# April's Fools gags on radio



## Firefly (1 Apr 2009)

Cork's RED FM were saying U2 were playing live on Blackpool Shopping Centre this morning - they even had a tribute band playing (pre-recorded)  it was pretty good!

Any other gems around the country?


----------



## Mucker Man (1 Apr 2009)

Newstalk 106 was on about a boxing match between Paul OConnell and Bernard Dunne. They even had Bernard's promoter Brian Peters on the phone.


----------



## Armada (1 Apr 2009)

Irish Times are going with electronic tags for rich tax exiles


----------



## bazermc (1 Apr 2009)

Armada said:


> Irish Times are going with electronic tags for rich tax exiles


 
You mean that was a joke, i think it is a great idea!!!!


----------



## Armada (1 Apr 2009)

So do I... can't seeing it working though if they all are spending so much time in panic rooms


----------



## gipimann (1 Apr 2009)

TodayFM were promoting a "nude broadcasting day" for later this week, with simultaneous webcast....

Ian Dempsey was asked whether he'd need to bring a 7 inch single or a mini-disc to protect his modesty


----------



## Firefly (1 Apr 2009)

I remember years ago Cork's 96FM were on saying that Cork Co Co had given the go-ahead to replace the clocks on Shandon Bells with a digital clock - the phones went mad! Angry Corkonions on the phone giving out - it was class


----------



## ney001 (1 Apr 2009)

Guy on Gerry Ryan right now, talking about selling book of kells to Bill Gates.  Senator Norris on as well - another suggestion rename Croke Park, Coke Park and get some sponsorship!


----------



## Chocks away (1 Apr 2009)

ney001 said:


> Guy on Gerry Ryan right now
> 
> Senator Norris on as well - another suggestion rename Croke Park, Coke Park and get some sponsorship!


 What? From Drug Barons?


----------



## Crugers (1 Apr 2009)

And RTE Radio1 advertising IQ vitamin XXXXXXXXXXXXXXXXXXXX...



"It's not just fish oil"


----------



## TarfHead (1 Apr 2009)

Mucker Man said:


> Newstalk 106 was on about a boxing match between Paul OConnell and Bernard Dunne. They even had Bernard's promoter Brian Peters on the phone.


 
.. and Frank Warren too.

I'm disappointed - I wanted it to be true.
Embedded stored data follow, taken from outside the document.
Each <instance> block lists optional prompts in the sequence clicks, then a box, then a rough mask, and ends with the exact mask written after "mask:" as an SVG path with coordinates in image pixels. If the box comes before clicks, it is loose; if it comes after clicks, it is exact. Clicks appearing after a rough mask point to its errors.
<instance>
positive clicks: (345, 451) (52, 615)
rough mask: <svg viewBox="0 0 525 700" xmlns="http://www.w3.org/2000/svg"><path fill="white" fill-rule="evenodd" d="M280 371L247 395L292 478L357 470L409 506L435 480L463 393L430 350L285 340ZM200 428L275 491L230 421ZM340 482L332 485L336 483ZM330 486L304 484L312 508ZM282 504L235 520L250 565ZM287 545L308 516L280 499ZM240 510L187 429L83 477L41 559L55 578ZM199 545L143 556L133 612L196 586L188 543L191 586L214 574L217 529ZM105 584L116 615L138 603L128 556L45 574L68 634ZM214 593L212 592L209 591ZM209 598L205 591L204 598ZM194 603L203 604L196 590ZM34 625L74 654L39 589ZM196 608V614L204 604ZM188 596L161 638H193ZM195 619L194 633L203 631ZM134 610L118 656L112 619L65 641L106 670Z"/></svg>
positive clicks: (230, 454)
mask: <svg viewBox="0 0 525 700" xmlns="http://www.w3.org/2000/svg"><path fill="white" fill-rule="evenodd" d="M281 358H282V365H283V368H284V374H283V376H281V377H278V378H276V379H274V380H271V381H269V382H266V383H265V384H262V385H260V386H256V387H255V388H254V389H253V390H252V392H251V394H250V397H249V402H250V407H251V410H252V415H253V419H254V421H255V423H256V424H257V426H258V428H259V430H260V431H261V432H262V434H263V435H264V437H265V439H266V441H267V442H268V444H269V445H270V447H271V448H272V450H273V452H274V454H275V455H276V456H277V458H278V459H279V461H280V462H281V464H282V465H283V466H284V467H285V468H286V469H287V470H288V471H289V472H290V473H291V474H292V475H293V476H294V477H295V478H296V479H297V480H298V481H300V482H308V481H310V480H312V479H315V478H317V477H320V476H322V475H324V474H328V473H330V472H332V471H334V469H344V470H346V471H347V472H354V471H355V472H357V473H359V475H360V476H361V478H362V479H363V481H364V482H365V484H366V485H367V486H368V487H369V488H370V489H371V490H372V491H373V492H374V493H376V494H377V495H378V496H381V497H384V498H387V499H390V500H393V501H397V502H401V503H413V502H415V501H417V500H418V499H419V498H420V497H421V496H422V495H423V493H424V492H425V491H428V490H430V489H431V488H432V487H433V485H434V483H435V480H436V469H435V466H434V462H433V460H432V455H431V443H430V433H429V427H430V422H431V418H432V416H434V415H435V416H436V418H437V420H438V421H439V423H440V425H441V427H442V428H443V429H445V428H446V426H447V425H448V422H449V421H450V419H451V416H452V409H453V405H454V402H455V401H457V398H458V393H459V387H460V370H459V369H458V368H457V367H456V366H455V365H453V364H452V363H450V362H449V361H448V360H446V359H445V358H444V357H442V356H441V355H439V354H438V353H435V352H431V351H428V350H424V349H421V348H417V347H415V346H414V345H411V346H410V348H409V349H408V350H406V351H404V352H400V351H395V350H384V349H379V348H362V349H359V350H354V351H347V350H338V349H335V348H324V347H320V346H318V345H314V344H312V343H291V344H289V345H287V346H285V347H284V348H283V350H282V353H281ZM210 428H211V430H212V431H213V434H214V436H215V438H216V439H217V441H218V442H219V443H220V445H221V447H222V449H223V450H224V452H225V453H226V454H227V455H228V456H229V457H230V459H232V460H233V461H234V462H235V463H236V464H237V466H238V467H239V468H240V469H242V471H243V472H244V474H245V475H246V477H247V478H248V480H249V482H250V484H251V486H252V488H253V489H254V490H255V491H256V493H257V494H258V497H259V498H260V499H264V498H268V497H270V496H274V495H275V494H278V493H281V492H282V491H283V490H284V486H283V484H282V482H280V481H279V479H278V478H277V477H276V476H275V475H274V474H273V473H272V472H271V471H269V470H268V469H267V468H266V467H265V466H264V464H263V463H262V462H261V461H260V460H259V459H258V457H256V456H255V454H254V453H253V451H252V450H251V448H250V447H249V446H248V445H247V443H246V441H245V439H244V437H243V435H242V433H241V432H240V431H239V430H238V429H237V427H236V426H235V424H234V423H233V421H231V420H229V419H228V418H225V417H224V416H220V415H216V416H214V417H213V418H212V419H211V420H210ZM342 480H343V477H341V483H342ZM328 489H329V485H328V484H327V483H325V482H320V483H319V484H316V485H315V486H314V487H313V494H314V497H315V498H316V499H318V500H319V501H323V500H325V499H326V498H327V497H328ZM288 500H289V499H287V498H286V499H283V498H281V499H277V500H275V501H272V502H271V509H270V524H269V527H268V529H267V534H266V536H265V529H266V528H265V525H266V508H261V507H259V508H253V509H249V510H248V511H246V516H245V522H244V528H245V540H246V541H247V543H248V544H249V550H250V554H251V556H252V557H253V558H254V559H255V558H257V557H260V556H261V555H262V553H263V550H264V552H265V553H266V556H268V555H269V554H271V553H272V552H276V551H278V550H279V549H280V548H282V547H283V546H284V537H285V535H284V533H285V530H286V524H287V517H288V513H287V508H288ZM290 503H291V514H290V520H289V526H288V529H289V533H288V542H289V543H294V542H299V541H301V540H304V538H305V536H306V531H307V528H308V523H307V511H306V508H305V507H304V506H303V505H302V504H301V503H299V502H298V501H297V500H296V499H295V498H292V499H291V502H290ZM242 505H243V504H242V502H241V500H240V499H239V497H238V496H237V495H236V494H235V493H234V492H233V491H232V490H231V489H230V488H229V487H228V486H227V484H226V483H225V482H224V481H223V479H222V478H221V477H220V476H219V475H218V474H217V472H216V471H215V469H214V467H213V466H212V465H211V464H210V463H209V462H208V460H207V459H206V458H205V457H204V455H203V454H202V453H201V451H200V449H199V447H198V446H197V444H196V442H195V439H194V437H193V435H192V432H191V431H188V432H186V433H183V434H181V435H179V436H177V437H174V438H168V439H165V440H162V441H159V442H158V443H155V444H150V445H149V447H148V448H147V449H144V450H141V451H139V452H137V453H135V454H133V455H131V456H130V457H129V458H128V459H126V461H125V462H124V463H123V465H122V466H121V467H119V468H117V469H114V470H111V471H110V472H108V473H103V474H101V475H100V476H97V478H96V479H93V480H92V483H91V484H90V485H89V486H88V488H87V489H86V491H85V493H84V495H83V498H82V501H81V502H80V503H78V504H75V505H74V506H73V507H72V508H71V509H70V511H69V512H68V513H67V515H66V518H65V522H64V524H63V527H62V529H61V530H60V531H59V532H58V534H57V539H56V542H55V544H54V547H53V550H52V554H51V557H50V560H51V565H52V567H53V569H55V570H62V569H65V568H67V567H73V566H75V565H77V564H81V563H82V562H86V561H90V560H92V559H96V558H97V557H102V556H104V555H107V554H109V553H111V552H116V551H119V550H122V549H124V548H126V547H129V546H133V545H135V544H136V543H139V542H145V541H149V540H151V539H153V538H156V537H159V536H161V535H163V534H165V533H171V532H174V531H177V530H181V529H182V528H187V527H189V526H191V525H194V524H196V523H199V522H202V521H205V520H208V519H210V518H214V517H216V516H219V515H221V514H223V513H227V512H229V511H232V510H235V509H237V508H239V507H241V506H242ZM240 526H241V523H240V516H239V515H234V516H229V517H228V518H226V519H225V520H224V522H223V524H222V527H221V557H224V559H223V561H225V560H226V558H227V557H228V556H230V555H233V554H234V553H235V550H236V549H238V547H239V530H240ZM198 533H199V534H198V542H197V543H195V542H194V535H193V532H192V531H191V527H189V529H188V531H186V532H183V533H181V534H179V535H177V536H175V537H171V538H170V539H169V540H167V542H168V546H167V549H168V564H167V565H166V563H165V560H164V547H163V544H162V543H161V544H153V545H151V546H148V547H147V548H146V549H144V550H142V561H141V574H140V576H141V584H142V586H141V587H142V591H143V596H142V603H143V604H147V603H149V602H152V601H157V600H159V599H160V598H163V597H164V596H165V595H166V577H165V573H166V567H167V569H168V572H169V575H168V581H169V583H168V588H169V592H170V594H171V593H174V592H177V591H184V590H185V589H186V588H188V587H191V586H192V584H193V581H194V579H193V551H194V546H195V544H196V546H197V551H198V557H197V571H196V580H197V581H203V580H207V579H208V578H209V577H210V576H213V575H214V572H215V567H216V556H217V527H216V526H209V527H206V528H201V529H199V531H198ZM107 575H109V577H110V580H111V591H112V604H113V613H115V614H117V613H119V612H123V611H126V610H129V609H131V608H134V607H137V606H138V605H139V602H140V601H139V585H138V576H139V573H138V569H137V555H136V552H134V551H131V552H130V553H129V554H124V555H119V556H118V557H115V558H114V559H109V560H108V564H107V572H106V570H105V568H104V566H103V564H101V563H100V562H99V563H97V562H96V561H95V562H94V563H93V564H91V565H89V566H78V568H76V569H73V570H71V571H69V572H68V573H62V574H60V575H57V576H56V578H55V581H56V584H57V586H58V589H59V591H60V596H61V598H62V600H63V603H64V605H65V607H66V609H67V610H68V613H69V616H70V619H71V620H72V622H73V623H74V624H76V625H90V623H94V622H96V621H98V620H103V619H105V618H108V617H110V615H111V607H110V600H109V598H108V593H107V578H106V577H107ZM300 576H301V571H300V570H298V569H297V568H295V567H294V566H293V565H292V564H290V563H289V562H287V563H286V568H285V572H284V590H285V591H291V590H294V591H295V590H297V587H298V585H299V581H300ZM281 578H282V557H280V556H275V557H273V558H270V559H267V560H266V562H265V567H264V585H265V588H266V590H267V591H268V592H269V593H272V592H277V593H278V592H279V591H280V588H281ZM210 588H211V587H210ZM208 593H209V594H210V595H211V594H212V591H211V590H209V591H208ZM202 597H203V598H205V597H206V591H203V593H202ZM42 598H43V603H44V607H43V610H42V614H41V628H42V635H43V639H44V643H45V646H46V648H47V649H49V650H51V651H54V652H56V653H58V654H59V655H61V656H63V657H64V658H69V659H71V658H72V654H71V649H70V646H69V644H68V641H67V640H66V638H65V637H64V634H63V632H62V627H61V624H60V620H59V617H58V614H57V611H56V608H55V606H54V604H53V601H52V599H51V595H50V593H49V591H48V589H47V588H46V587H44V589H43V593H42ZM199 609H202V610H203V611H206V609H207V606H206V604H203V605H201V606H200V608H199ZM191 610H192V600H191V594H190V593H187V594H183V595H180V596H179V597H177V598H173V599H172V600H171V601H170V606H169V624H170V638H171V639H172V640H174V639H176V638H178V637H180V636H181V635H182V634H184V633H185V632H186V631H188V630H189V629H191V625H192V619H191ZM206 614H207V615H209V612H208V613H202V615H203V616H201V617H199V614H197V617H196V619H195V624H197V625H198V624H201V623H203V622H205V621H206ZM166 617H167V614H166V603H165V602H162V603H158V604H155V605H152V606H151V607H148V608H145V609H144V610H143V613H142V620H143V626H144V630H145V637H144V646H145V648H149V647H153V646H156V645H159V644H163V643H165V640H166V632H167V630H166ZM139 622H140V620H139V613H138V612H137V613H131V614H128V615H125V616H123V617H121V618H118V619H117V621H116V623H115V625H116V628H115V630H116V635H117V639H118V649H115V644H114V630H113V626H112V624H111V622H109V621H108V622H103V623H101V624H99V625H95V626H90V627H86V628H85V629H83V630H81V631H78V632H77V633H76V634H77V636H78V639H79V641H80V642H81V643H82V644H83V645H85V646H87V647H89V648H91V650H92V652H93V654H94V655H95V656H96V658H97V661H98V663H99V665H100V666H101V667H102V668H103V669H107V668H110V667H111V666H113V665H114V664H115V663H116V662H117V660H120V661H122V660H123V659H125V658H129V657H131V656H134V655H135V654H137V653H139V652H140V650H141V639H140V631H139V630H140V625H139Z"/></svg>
It took me a while to be convinced that the Alan Shearer story wasn't a hoax  !


----------



## gebbel (1 Apr 2009)

Listen to Moncrieff on Newstalk later where they will be talking about a new Cadbury chocolate bar for left handed people!


----------



## ney001 (1 Apr 2009)

Chocks away said:


> What? From Drug Barons?



Norris swallowed it!

(I could make a joke there but I won't)


----------



## gipimann (1 Apr 2009)

Crugers said:


> And RTE Radio1 advertising IQ vitamin XXXXXXXXXXXXXXXXXXXX...
> 
> "It's not just fish oil"


 
Eh....they're real! 

[broken link removed]


----------



## gipimann (1 Apr 2009)

gebbel said:


> Listen to Moncrieff on Newstalk later where they will be talking about a new Cadbury chocolate bar for left handed people!


 
As a ciotóg, I can't wait for these- I knew my chocolate fix wasn't quite right!!


----------



## Celtwytch (2 Apr 2009)

On 98FM, they announced that a member of the Morning Crew, Dave Moore, was taking over presenting The Late Late Show.


----------



## Crugers (2 Apr 2009)

gipimann said:


> Eh....they're real!
> 
> [broken link removed]


 
OMG!
Maybe I better start a course of them!


----------



## Lex Foutish (3 Apr 2009)

gipimann said:


> As a ciotóg, I can't wait for these- I knew my chocolate fix wasn't quite right!!


 
Gipimann, did you see The Simpsons episode where Ned Flanders opened a shop, selling items for left handed people only? Very funny.


----------